The Group/Organizational Mediation work began with the conciliators teaching the basic guidelines for resolving conflict applying biblical principles to the leadership and congregation at large. This was followed by the conciliators meeting with individual leaders to conduct coaching interviews to learn of their specific views on the issues and underlying facts. After preparation in the form of the coaching interviews and preparation assignments, the leaders gathered for a group mediation facilitated by the conciliators. 17 leaders met, over three successive afternoons, to share specific issues with one another, and to discuss their disagreements in the context of biblical principles. The result was learning what the desires and motivators were in their individual hearts which were influencing their responses to one another, as well as understanding and sharing complete and effective confessions for the contributions they had individually made to the conflict. These sharing opportunities led to forgiveness that models God’s forgiveness, allowing them to begin to plan and live out a course of action to help the entire congregation work through and resolve disagreements that were threatening the unity of the church.

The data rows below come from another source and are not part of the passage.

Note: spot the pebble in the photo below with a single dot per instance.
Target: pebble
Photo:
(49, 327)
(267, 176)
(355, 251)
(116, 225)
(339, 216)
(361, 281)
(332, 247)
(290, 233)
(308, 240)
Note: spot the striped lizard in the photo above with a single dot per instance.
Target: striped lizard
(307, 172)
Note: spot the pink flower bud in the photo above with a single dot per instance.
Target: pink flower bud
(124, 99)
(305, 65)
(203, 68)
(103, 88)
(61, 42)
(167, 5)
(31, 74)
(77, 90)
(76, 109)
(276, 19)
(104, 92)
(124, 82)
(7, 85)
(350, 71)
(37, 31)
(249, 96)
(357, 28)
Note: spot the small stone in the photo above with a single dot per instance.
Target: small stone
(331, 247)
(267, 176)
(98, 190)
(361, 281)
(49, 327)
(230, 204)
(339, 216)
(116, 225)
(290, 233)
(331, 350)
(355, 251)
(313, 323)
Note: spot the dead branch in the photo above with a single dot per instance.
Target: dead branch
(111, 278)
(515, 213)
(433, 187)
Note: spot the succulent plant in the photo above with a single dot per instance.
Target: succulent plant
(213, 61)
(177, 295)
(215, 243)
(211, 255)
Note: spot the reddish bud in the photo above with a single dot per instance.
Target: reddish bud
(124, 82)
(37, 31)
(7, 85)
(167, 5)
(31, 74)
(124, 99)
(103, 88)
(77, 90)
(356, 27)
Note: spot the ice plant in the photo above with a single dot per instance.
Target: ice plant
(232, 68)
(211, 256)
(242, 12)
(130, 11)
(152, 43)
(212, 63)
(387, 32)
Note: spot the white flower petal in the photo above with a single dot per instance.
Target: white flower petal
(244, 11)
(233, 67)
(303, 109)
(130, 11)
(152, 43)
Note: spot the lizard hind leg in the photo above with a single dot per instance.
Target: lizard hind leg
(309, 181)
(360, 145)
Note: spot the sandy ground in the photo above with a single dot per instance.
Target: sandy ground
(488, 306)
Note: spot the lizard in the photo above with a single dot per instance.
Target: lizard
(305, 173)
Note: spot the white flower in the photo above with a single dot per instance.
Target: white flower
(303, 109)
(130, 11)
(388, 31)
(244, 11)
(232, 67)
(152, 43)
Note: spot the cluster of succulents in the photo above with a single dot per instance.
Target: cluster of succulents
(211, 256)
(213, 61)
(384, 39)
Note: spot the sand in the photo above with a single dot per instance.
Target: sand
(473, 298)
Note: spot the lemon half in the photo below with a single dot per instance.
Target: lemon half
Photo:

To hear how churches and organizations can benefit from this process visit the Conflict and Reconciliation in the Church Video
Some of the benefits being enjoyed by the church as a result of the reconciliation and resulting healing that took place are that we are experiencing a model of peacemaking to apply to future situations; helping to understand the importance of teaching about peacemaking and establishing a culture of peace in the church; helping to stop a historical cycle of major conflict and division in our church occurring every 3-4 years that produced chaos, splits, and disruption of function – this was killing the church.
David Ross, Elder, Quail Springs Church of Christ
Business and Organizations
We also serve businesses, helping them explore their conflict resolution approach address challenges they are experiencing, and guide them in equipping their staff.
Many times in the workplace there is conflict. Often times the employees are told to “deal with it” but the truth is that they are unaware how to deal with the conflict effectively. The training and conciliation services of Crossroads Resolutions Group and Peacemaker Ministries’ resources have been a key element in equipping our employees with these life skills.